When Chinese artist Hu Ming looks for beauty she finds it in the female form. The subjects of her paintings are muscular, classical beauties. Like the young Chinese women depicted in the propaganda images of Mao’s Cultural Revolution they’re wearing the army uniform. Yet in the hands of Hu Ming, herself a veteran of the People's Liberation Army, these highly sexualised women are individuals and symbols of cultural liberation.

Hu Ming’s painting career is marked by the twenty years she served in the PLA. Joining as a 15 year old, Hu Ming rose to the rank of Major. She worked as a librarian and film producer, and in army hospitals where her duties ranged from administering injections to soldiers to treating burn victims and assisting in the morgue. However Hu Ming’s rebelliousness and propensity for challenging directives stunted her career progression. She was given leave to study painting at Tianjin University, where she flourished, but had little opportunity to pursue her art upon return to the army.

At the time of the Tiananmen Square protests in 1989 Hu Ming was making films for the army’s propaganda unit. Her husband Ai Duanwu, editor of a radical magazine and the brother of artist and activist Ai WeiWei, had become a figure of suspicion. He made the decision to leave China for the United States.
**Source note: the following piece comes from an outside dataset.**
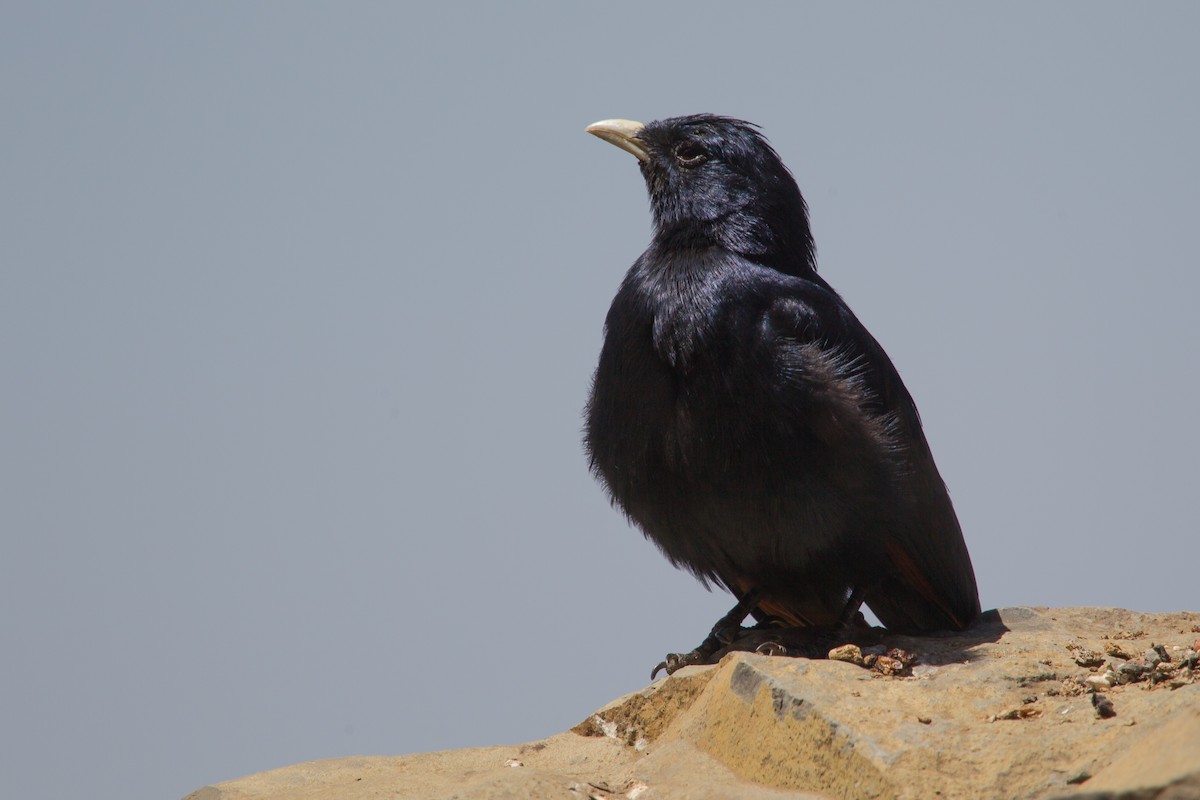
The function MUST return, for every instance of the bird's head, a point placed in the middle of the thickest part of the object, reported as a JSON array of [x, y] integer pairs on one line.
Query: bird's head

Hu Ming did not follow. Instead, she applied to study English in New Zealand and in 1990 left Beijing to start a new life in Auckland. Almost a decade later she moved to Australia with her partner Bob Burns.

In her Kangaroo Valley studio, south of Sydney, Hu Ming has found artistic freedom. She fills her days painting, tending her vast vegetable garden and listening to classical music and history programs on the radio. Yet her art and her cultural touchstones are still deeply rooted in the traditions of her home country.

For Chinese New Year, Hu Ming has been commissioned by the City of Sydney to paint an image that represents the year ahead. In the year of the horse Hu Ming has turned to her mother for inspiration, the woman who guided her army career and supported her artistic ambitions in equal measure.